My entire generation, and the generations following, have become addicted to their cell phones, online shopping, and other types of instant gratification. You don’t even need to get off your couch to buy groceries anymore. Relationships are forged via a screen, rather than through awkward conversations in the waiting room or coffee shop line. And with a place like the internet where anyone can have an opinion with total anonymity, everyone has become so quickly offended.
What does this have to do with coffee? I wanted to slow things down. I look at the men of yesteryear and see men who took charge in the work place, who loved their wives and children and didn’t run away when times got tough. I see strong, fit warriors leading the home front and wonder what has happened.
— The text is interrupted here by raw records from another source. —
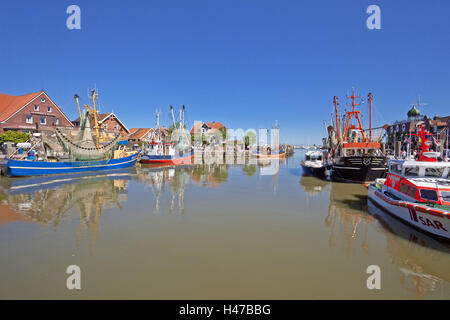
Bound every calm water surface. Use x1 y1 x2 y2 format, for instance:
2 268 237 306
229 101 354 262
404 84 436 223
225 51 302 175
0 151 450 299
Of course exceptions to the rule still applied, but the family was actually a family most of the time. My opinion may be unpopular and might offend you. But I’m willing to take that risk. Why are so many men today effeminate, or weak, or lazy, or fat? I can’t help but think that easy times have led to soft men, and that we need some hard times to create hard men.
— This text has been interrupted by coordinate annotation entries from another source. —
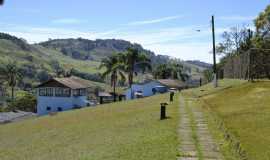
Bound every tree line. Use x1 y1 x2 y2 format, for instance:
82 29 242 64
100 48 188 101
210 5 270 78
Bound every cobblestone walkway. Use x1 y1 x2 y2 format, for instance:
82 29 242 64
177 96 222 160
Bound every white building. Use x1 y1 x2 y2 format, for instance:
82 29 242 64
37 77 89 115
125 79 186 100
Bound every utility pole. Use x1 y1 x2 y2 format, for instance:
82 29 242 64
212 16 218 88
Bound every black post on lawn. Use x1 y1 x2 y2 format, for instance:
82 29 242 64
99 96 103 104
170 91 174 102
160 103 168 120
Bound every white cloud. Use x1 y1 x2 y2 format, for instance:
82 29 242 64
128 16 184 26
52 18 87 24
217 15 256 21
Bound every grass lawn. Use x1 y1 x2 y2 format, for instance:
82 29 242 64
186 80 270 160
0 94 179 160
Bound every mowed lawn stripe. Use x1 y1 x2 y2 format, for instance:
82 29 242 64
203 81 270 160
0 94 179 160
I think there can be a tremendous opportunity to grow as a man by taking a look back and doing a few things the vintage way. Don’t use an instant coffee maker. Take the stairs. Get off your phone when talking with people or while watching your children. Learn to read an analog clock, and get a real watch. Read real books. Hit the gym a couple times a week. Put effort into wearing a decent looking outfit. Go to church. Eat healthy food (and eat some red meat once in a while).
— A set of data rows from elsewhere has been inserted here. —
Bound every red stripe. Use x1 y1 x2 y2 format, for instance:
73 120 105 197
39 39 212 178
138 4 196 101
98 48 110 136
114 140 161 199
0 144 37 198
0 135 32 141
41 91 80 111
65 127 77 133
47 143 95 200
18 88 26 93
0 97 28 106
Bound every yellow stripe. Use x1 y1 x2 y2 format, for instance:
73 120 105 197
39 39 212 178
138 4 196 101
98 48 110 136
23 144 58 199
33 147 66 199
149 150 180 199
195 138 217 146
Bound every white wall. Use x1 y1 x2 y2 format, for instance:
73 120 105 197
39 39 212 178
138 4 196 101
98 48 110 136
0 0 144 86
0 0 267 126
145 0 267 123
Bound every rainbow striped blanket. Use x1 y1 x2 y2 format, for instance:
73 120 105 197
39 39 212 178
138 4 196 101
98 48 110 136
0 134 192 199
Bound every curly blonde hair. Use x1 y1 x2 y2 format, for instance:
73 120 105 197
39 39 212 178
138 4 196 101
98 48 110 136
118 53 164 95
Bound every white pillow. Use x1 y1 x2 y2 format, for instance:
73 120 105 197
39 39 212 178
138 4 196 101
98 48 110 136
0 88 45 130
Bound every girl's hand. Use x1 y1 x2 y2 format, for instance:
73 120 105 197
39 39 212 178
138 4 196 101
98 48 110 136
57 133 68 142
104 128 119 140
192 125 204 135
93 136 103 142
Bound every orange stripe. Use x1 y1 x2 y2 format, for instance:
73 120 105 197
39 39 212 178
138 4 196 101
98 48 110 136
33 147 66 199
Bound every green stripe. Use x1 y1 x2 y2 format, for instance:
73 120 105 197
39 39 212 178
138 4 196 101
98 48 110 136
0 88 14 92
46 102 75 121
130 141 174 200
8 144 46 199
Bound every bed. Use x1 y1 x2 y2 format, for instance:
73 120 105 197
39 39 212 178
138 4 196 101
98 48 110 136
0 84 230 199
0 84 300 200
When we slow down, we begin to notice other people around us. We begin to feel the breeze when it’s hot out. We realize real life is more beautiful than ultra HD screens. When we put effort into how we look and how we interact with other people, we earn the respect of our families and co-workers. Our relationships become deeper and stronger. Life is better.
Let’s take a little of the “good old days” and make our time “the good right now days”.